In [1]:
pip install -r requirement.txt

Note: you may need to restart the kernel to use updated packages.


In [2]:
import os

from langchain.document_loaders import PyPDFLoader
from langchain.text_splitter import RecursiveCharacterTextSplitter
from langchain_huggingface import HuggingFaceEmbeddings
from langchain.vectorstores import Chroma
from langchain_ollama import OllamaLLM 
from langchain.chains import RetrievalQA


In [3]:
# If you want to load all PDFs from a directory:
directory_path = "docs/"
pdf_files = [os.path.join(directory_path, file) for file in os.listdir(directory_path) if file.endswith(".pdf")]

# Load documents from multiple PDFs
documents = []
for pdf_file in pdf_files:
    loader = PyPDFLoader(pdf_file)
    documents.extend(loader.load())

In [4]:
# Initialize embeddings and vector store
embeddings = HuggingFaceEmbeddings(model_name="all-MiniLM-L6-v2")
vectorstore = Chroma.from_documents(documents, embeddings, persist_directory="./chroma_store")
retriever = vectorstore.as_retriever()
print(f"Chroma database created with {len(documents)} full documents!")

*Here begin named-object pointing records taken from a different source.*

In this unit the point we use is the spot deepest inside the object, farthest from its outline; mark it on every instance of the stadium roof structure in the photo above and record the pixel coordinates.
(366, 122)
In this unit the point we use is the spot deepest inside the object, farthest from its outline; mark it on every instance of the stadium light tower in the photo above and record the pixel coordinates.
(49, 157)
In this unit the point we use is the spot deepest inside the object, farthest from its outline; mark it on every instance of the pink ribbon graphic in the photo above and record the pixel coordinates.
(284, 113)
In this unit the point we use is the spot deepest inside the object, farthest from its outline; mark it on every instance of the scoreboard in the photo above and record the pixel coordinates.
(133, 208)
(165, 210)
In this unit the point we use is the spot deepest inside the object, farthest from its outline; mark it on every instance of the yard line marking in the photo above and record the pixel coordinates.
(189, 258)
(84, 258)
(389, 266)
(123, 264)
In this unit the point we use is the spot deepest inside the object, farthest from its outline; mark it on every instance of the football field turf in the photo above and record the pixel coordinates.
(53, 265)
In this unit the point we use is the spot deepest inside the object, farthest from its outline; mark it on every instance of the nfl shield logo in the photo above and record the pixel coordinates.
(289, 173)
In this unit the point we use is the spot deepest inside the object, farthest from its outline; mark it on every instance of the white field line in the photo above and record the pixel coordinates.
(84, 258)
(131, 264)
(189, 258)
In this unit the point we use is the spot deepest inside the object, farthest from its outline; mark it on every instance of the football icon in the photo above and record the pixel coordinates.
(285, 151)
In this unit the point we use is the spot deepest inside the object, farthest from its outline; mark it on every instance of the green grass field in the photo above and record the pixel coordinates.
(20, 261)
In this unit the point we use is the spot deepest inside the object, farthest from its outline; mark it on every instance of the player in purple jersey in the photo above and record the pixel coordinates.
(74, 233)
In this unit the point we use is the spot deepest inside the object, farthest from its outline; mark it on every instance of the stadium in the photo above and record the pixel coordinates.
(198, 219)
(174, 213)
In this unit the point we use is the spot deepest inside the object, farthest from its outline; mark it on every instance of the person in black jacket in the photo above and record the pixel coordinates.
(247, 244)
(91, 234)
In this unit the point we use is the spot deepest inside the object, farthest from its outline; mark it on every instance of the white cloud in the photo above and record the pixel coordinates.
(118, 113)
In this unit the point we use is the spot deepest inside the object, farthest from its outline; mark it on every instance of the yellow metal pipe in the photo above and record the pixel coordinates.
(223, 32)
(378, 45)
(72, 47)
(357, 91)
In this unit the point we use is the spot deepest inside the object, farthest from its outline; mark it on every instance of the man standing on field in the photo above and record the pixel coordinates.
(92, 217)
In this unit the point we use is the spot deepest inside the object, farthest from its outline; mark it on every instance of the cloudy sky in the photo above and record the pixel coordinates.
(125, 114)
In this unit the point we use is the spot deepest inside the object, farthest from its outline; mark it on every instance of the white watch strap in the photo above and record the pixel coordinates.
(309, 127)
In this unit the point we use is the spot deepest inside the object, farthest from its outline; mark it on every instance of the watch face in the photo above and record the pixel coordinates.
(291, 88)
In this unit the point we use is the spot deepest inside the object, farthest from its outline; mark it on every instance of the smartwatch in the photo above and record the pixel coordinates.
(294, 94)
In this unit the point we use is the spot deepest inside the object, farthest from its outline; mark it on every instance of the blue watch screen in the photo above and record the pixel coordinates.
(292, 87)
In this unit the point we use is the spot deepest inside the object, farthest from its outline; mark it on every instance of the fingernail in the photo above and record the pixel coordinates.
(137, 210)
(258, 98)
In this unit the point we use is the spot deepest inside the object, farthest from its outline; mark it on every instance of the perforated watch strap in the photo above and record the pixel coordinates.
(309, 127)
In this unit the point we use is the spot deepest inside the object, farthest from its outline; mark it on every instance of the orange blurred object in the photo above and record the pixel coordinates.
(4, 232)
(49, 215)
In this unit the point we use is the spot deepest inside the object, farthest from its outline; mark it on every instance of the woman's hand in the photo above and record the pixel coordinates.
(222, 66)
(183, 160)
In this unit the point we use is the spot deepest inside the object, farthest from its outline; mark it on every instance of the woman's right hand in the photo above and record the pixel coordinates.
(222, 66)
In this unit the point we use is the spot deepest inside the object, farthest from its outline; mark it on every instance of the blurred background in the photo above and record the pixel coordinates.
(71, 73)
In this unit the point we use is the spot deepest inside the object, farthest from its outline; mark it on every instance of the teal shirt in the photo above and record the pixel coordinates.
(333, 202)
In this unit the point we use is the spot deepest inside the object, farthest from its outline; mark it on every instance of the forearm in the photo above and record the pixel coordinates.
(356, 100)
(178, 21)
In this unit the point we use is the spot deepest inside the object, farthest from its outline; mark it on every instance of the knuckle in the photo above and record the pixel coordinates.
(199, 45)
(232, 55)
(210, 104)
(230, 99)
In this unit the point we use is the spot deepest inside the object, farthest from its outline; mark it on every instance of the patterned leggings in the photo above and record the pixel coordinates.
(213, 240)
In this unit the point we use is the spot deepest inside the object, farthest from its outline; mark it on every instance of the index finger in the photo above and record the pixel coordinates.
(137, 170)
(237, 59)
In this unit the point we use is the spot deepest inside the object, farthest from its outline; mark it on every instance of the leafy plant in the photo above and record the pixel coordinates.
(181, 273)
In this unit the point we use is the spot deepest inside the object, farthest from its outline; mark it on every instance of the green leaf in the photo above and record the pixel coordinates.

Chroma database created with 16 full documents!


In [5]:
# Function to assess query complexity (this can be more sophisticated)
def assess_query_complexity(query):
    # Simple logic: If query length > threshold, it's complex
    return len(query.split()) > 7  # Example threshold

In [9]:
# Query the vectorstore (Example Query)
query = "What is RAG?"
retrieved_docs = retriever.invoke(query)
print(f"Retrieved {len(retrieved_docs)} documents relevant to the query.")

Retrieved 4 documents relevant to the query.


In [10]:
# Decide on chunking approach based on query complexity
if assess_query_complexity(query):
    print("Using late chunking for query:", query)
    # Late chunking: dynamically chunk the retrieved documents
    text_splitter = RecursiveCharacterTextSplitter(chunk_size=500, chunk_overlap=50)
    chunks = []
    for doc in retrieved_docs:
        chunks.extend(text_splitter.split_documents([doc]))
else:
    print("Using pre-chunking for query:", query)
    # Pre-chunking: documents were already split during vector store creation
    chunks = retrieved_docs

Using pre-chunking for query: What is RAG?


In [11]:
# Initialize the LLM
llm = OllamaLLM(model="llama3", base_url="http://127.0.0.1:11434")

In [12]:
qa_chain = RetrievalQA.from_chain_type(
    llm=llm,
    retriever=retriever,
    return_source_documents=True
)

## Prompt Engineering

In [13]:
# Combine the content of the documents into a single context
context = "\n\n".join([doc.page_content for doc in retrieved_docs])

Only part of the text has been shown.